People are commonly taught to avoid flexing — or rounding — their spine, especially when lifting objects.
Is the advice helping or harming them?
This question may seem silly, but research is clear lifting with a rounded low back does not increase our risk for pain or injury.
Dead serious. Check out the studies for yourself if you don’t believe me.
This leads me to another question regarding the “dangerous” rounded back recommendations. Are there long-term behavior changes when teaching someone to adopt a specific posture in response to pain?
Unintended consequences of posture advice
This study tested whether fear-avoidance beliefs influenced spinal motion during lifting. The study used a healthy group of pain-free adults without a history of chronic pain to limit potential variables
In case I didn’t satisfy your research appetite earlier, the background section of this study cites many additional studies that show lifting with a rounded back does not contribute to low back pain. Furthermore, there are studies that show avoidance of flexed postures creates a rigid motor behavior or unwillingness to move freely.
Fifty-seven pain-free adults were included in the study assessing fear-avoidance beliefs.

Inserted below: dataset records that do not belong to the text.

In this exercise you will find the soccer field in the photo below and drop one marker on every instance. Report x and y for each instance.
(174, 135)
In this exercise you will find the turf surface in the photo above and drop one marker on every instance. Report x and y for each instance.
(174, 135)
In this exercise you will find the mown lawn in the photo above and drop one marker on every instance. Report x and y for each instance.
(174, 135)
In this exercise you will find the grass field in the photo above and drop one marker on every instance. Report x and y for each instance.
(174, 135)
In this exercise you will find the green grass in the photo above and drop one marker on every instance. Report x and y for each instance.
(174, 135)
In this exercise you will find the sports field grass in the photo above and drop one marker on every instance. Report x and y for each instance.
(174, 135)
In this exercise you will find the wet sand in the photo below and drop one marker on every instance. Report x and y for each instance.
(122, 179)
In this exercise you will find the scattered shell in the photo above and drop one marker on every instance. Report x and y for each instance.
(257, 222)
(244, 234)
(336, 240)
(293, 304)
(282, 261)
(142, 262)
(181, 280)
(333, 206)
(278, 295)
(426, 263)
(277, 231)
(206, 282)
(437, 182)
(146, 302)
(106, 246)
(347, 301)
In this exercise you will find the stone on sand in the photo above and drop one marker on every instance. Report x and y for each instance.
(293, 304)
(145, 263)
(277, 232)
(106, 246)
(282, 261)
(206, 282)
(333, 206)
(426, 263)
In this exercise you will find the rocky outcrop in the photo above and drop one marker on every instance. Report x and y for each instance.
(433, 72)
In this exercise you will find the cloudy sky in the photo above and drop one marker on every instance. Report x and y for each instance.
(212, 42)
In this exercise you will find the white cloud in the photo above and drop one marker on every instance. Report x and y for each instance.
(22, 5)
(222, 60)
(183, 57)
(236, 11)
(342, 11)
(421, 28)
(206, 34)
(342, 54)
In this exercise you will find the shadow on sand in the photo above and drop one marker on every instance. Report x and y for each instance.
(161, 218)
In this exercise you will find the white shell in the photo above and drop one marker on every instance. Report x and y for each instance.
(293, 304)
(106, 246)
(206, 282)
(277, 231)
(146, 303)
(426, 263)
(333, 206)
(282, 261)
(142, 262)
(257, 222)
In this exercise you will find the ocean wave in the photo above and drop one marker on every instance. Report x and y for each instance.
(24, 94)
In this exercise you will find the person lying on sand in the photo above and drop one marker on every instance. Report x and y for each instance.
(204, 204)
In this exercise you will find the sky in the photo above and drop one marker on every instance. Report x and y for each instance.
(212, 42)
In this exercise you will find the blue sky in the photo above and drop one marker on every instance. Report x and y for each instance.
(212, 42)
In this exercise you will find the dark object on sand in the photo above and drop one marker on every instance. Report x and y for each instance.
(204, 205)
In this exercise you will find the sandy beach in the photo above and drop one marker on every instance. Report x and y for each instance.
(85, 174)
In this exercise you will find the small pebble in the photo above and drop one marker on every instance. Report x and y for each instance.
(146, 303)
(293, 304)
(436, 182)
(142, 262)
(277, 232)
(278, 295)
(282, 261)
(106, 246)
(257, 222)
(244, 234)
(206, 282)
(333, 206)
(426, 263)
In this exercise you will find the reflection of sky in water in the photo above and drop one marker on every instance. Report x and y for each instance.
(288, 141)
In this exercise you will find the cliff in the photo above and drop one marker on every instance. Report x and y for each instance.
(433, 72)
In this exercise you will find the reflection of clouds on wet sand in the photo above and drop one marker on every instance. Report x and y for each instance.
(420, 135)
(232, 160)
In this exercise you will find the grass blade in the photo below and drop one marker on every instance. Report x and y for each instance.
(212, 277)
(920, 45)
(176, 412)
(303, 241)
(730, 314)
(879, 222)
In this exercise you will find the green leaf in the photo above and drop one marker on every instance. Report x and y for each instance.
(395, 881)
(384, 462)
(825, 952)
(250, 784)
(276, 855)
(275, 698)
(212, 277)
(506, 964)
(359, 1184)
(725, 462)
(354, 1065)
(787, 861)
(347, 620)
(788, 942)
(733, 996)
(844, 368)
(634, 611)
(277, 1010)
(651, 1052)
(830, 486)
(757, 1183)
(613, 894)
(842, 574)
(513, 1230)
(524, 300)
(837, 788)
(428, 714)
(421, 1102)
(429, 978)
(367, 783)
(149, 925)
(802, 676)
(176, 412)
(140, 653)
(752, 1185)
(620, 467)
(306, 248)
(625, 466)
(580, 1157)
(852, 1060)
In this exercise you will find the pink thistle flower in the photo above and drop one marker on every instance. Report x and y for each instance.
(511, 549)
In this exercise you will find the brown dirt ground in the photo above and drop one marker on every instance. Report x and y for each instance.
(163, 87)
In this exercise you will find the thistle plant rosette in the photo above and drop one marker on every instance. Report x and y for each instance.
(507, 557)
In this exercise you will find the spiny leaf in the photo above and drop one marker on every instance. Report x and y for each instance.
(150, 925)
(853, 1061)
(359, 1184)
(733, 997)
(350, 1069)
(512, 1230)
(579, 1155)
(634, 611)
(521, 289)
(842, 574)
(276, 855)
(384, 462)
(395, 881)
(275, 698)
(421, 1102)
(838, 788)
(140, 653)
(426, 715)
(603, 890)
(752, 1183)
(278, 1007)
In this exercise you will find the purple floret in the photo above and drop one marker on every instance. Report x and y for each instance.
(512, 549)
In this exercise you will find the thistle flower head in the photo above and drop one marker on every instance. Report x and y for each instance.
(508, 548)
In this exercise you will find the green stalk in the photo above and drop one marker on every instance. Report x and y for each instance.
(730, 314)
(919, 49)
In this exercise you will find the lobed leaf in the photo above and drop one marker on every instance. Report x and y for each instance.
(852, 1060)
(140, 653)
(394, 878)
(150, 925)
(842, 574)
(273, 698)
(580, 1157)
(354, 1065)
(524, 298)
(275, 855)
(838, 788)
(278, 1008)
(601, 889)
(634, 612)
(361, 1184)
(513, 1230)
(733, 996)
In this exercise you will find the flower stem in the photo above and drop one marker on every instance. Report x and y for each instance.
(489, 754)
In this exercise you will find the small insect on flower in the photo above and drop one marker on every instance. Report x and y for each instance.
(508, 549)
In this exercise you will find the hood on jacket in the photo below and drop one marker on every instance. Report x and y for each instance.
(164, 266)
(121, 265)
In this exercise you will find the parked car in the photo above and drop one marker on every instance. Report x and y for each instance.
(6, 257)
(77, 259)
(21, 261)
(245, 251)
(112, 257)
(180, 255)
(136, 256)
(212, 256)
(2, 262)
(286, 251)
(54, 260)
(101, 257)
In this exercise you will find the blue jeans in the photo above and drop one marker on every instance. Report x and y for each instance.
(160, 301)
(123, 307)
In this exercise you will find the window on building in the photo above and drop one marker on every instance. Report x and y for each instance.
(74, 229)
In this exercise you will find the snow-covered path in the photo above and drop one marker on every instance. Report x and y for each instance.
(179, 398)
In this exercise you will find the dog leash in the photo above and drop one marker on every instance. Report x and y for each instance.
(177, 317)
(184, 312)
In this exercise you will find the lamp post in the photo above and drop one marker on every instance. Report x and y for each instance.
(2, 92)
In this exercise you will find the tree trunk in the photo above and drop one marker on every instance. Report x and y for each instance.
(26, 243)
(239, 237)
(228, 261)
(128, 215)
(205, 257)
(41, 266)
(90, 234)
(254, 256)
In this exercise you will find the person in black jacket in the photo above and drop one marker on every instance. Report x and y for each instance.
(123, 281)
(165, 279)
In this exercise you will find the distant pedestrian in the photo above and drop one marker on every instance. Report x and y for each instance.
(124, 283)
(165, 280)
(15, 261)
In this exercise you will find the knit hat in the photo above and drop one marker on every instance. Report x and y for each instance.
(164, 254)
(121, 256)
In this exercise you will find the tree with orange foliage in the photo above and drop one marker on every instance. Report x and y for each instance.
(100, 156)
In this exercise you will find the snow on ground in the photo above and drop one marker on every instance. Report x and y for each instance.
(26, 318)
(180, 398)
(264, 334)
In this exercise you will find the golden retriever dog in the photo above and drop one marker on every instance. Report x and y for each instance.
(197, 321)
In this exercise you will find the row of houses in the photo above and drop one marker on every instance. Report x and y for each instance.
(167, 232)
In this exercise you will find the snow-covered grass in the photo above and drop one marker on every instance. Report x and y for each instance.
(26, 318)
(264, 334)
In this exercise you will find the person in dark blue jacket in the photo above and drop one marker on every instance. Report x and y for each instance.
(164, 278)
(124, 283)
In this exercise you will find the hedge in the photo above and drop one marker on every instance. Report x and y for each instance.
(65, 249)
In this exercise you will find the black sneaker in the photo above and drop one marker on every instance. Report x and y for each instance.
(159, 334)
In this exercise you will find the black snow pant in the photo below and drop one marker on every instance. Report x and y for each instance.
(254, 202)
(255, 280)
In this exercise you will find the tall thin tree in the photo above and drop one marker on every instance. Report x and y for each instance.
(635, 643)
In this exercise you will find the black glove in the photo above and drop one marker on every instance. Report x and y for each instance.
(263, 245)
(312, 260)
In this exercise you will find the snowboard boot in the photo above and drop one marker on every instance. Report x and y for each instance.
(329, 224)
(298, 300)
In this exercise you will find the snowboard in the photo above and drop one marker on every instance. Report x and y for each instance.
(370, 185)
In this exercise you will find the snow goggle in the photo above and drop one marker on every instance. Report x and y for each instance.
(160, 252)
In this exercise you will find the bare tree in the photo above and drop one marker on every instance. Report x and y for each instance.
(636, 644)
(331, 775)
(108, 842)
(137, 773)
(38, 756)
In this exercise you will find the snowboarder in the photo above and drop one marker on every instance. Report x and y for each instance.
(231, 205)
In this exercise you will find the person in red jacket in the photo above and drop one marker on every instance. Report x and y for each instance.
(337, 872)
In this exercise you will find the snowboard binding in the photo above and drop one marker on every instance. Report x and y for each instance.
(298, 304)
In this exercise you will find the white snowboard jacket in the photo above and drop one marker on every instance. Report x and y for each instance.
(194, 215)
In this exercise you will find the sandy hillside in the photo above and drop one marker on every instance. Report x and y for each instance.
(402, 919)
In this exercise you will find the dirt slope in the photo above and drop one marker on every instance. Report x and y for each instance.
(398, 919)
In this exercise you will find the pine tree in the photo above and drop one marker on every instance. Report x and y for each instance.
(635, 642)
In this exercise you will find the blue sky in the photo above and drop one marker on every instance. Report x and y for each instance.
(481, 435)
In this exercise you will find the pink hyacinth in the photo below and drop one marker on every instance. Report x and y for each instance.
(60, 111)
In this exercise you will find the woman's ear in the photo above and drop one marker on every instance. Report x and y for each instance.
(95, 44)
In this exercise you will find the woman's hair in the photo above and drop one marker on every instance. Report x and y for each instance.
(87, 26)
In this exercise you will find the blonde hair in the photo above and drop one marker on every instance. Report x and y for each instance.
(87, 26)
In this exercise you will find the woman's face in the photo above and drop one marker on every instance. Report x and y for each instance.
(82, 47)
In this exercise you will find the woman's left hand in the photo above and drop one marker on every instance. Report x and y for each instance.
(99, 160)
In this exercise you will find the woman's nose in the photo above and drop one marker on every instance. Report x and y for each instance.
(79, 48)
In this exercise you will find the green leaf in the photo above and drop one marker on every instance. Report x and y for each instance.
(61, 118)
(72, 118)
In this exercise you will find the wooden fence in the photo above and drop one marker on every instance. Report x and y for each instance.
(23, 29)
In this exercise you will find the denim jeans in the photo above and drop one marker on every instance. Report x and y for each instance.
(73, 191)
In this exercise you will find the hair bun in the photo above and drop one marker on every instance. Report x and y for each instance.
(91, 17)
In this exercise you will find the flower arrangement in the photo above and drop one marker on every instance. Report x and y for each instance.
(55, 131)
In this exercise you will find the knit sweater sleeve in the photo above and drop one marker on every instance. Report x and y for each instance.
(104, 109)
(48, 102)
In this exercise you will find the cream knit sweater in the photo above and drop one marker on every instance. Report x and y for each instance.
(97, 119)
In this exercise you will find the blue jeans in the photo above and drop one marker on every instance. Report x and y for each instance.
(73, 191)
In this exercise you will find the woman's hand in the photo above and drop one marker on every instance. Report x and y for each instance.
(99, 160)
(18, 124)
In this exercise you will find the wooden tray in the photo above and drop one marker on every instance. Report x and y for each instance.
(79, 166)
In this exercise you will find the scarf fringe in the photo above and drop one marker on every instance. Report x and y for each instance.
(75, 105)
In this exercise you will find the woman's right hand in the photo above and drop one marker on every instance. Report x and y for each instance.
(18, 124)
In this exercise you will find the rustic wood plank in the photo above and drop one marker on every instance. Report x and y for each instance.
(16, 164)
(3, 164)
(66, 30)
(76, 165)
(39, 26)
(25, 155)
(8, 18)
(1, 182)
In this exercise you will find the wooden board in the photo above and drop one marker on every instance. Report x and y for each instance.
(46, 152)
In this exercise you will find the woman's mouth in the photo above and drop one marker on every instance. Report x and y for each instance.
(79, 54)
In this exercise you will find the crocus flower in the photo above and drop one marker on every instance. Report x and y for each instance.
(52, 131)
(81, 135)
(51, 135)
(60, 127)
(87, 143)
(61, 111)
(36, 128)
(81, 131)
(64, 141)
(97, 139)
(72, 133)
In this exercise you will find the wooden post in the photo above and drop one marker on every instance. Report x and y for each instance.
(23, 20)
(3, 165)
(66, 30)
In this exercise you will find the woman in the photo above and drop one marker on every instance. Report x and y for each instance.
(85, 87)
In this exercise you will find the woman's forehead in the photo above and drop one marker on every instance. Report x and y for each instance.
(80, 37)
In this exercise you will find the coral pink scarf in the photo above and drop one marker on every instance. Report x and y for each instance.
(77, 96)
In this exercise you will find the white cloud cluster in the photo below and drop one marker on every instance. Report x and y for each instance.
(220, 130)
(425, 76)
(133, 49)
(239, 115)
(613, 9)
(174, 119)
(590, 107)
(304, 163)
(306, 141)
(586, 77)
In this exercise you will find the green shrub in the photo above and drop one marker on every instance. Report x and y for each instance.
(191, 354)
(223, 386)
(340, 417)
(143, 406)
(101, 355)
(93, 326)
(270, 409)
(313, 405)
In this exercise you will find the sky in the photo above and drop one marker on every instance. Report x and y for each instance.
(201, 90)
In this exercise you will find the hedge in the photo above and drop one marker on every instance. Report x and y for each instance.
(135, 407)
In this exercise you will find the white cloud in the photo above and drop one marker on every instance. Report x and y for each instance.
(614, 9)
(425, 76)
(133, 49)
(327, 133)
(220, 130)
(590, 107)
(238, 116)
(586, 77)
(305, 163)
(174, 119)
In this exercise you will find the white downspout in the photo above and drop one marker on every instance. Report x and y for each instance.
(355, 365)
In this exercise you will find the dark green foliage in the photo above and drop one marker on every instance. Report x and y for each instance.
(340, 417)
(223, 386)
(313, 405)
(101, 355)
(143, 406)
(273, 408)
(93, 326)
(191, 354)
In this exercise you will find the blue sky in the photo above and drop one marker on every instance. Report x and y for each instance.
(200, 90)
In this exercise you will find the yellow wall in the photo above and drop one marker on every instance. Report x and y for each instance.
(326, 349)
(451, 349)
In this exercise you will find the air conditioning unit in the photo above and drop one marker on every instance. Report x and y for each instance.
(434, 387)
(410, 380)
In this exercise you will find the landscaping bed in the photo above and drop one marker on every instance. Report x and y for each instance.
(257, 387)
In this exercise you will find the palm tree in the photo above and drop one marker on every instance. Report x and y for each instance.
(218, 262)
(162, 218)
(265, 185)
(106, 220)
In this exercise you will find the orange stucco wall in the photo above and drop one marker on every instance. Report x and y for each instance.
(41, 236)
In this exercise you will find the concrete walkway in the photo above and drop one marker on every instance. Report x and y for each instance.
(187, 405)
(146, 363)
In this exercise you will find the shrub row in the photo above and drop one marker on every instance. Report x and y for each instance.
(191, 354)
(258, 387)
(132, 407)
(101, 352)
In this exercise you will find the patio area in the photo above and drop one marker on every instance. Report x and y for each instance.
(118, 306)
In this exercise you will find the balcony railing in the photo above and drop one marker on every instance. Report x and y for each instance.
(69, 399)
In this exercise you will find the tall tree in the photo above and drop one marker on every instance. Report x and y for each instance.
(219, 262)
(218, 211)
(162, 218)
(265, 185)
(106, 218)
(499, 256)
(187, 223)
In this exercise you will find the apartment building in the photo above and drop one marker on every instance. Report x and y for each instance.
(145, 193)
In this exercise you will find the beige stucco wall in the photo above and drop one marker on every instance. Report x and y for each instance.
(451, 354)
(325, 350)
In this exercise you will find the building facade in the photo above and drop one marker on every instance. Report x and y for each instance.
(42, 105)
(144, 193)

Participants were then asked to perform a series of activities of daily living including upright standing and sitting on a chair, bending forward and backward from an upright standing position without bending their knees, standing up from a chair and sitting down on a chair with free-hanging arms, lifting-up and putting-down a 5 kg-box (40 × 30 × 17 cm) that was placed 15 cm in front of the subjects’ feet, walking and running on level ground as well as climbing up and down a stair with four steps. No further instructions were given to ensure individual and natural movements at self-selected speeds.
The researchers measured the participants’ body position during each task. They compared the body positioning with self-reports of pain-related fear. The results showed people’s actions when lifting objects are related to their beliefs about body position while lifting. The relationship was negative.
The more people flex their backs, the more they expect and fear pain.
From childhood, people are told to lift with their legs and not their backs. The research does not support this belief. Feel free to round your back when lifting objects, even if they are heavy. Our spines are strong and our bodies are resilient.
The messaging of avoiding flexed postures may be more harmful than helpful.